# Bridgeport Chip Guards



## turbotadd (Jun 26, 2013)

I'm just starting to tear into my recently acquired Bridgeport, and the chip guard (metal telescoping pieces that move when y moves) appear to be bent up in front. What all needs to come off in order to remove them for inspecting?
Thanks,

Tadd


----------



## RandyM (Jun 27, 2013)

Tadd, not everyone has the chip guards you have. In fact most do not have any chip guards at all. Can you supply us with pictures? We really need more info.


----------



## sidecar580 (Jun 27, 2013)

turbotadd said:


> I'm just starting to tear into my recently acquired Bridgeport, and the chip guard (metal telescoping pieces that move when y moves) appear to be bent up in front. What all needs to come off in order to remove them for inspecting?
> Thanks,
> 
> Tadd



you must remove the table screw.....then the table gib and the table. The Y axis, or cross feed screw, must also be removed. The bracket that contains both feed nuts can then be unbolted from the saddle.  The telescoping chip guards will then slide out from under the saddle.
JOHN


----------



## RandyM (Jun 27, 2013)

NOW I get it. Thanks John, I didn't understand his question. It is the chip guard under the saddle.

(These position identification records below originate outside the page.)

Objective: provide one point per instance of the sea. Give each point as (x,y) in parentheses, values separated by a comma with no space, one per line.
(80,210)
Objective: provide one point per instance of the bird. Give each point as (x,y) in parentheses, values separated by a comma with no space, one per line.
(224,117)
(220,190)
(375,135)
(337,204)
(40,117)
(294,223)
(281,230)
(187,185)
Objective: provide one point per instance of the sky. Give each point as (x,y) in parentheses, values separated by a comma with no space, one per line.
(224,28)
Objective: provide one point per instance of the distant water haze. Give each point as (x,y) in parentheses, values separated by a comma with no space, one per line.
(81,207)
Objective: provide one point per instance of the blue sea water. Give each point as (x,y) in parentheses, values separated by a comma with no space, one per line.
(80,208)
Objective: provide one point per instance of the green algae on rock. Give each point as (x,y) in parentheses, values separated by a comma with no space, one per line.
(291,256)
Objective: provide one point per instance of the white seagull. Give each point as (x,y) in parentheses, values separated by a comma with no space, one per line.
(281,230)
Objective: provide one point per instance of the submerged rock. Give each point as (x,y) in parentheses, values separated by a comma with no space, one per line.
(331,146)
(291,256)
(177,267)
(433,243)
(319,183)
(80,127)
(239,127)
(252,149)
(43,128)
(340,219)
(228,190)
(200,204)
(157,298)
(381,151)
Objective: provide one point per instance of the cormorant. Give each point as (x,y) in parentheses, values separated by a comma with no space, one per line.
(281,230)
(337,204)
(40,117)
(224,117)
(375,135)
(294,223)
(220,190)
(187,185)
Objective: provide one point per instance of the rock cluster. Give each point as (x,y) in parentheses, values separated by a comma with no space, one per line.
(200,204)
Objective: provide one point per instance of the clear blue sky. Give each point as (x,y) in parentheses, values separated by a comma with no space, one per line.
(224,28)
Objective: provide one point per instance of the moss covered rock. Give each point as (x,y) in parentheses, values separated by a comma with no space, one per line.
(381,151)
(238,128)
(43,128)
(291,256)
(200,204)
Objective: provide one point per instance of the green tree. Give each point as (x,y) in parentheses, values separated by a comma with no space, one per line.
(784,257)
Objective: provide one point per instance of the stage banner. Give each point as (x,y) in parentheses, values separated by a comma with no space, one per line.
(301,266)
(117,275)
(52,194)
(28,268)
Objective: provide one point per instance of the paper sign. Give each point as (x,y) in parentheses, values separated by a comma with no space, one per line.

Tadd, John is correct, all that has to come apart to get it removed.


----------



## turbotadd (Jun 28, 2013)

What causes them to ride up in the front like this?
Is it possible to fix these or should I be looking into getting new?
Thanks,

Tadd


----------



## fretsman (Jun 28, 2013)

Maybe not in all cases, but that happens from chips and debris jammed up under the chip plates/covers.

Dave


----------



## jydaz (Jun 28, 2013)

Just curious. Does the saddle move easily. Mine only has 1 chip guard plate. What year is your mill? It is not difficult to pull apart. Just takes a little time and a strong back. H&W machine has a book on how to tear down and reassemble the Bridgeport. It is a good thing to have. Their website is www.machinerypartsdepot.com.


----------



## turbotadd (Jun 28, 2013)

The saddle does move freely, but chips can be heard grinding away under there. Mill is a '77 I believe. I'm thinking i will pick up a copy of the book. Thanks,

Tadd


----------



## Rennkafer (Jun 28, 2013)

jydaz said:


> Just curious. Does the saddle move easily. Mine only has 1 chip guard plate. What year is your mill? It is not difficult to pull apart. Just takes a little time and a strong back. H&W machine has a book on how to tear down and reassemble the Bridgeport. It is a good thing to have. Their website is www.machinerypartsdepot.com.




Second getting their book, I bought one figuring it might help a little with my Bridgeport clone and it's proven to be nearly identical so it's been a great help.  It's pretty well written and has lots of photos, which has proven very useful as I tear mine down.

Edit: I'd also heartily recommend H&W, decent prices and great customer service.  I wish dealing with Logan (for my lathe) was as painless.


----------



## jydaz (Jun 28, 2013)

Are you going to tear it down and reassemble it? I am about 75% done with mine. It is not all that difficult and the results are worth it. You will be much more familiar with it when you are finished.


----------



## turbotadd (Jun 28, 2013)

Eventually it will get a full teardown and ways scraped. For now I just want to get it operational and see what I have to work with. In the process of building a rotary phase converter so I can power it up.


----------